Bitstamp, the second largest bitcoin exchange for U.S. dollars, said on its web site that some of its operational “wallets” were compromised in an attack on Sunday, resulting in a loss of less than 19,000 bitcoins. One bitcoin is currently worth $276.80.
The security breach “represents a small fraction of Bitstamp’s total bitcoin reserves, the overwhelming majority of which are held in secure offline cold storage systems,” the exchange said, adding that all customer balances held prior to the suspension of services “will not be affected and will be honored in full.”
Less than a year ago, the then-largest bitcoin exchange, Mt.Gox, closed down, claiming online thieves siphoned off more than 850,000 bitcoins worth approximately $470 million at the time. In February, Bitstamp said programmers had come up with a solution to thwart cyber attacks against its platform.

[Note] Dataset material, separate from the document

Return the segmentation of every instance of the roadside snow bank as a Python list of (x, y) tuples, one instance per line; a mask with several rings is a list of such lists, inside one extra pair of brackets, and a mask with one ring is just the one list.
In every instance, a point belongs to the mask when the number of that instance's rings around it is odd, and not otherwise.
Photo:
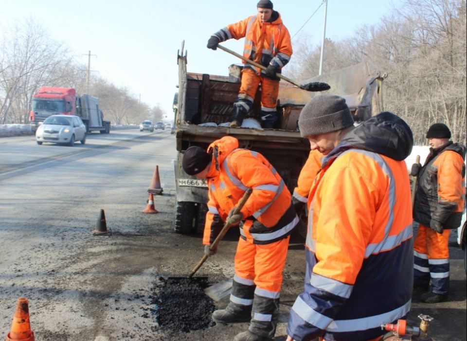
[(0, 124), (0, 137), (32, 134), (29, 124)]
[[(137, 129), (139, 126), (136, 124), (128, 125), (112, 125), (110, 130), (117, 129)], [(0, 137), (20, 135), (33, 135), (29, 124), (0, 124)]]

Whether the Bitstamp hack will follow the same trajectory as Mt.Gox will for the most part “depend on whether the company truly had only a ‘small fraction’ of its bitcoin capital readily accessible in a hot wallet,” Ars Technica reported.
“If it’s only the hot wallet and they were using the hot wallet correctly — i.e., only having a small amount of funds in it — then everything should be OK,” one user said on the Bitcoin Talk forum.
Before the attack, Bitstamp accounted for only about 6% of bitcoin transactions, according to bitcoin statistics site Bitcoin Charts. But Wired noted that “it had become one of the longest-lived and reputable ways to buy and sell currency in bitcoin’s volatile economy.”
“We’re the backbone of the entire bitcoin industry,” CEO Nejc Kodrič told Forbes last year. “The wallet services, ATM machines, mining companies all rely on us. The price of bitcoin is the de facto price on Bitstamp. We’re the go-to exchange.”
Bitstamp said it was working to transfer a secure backup of its site onto a new safe environment and “will be bringing this online in the coming days.”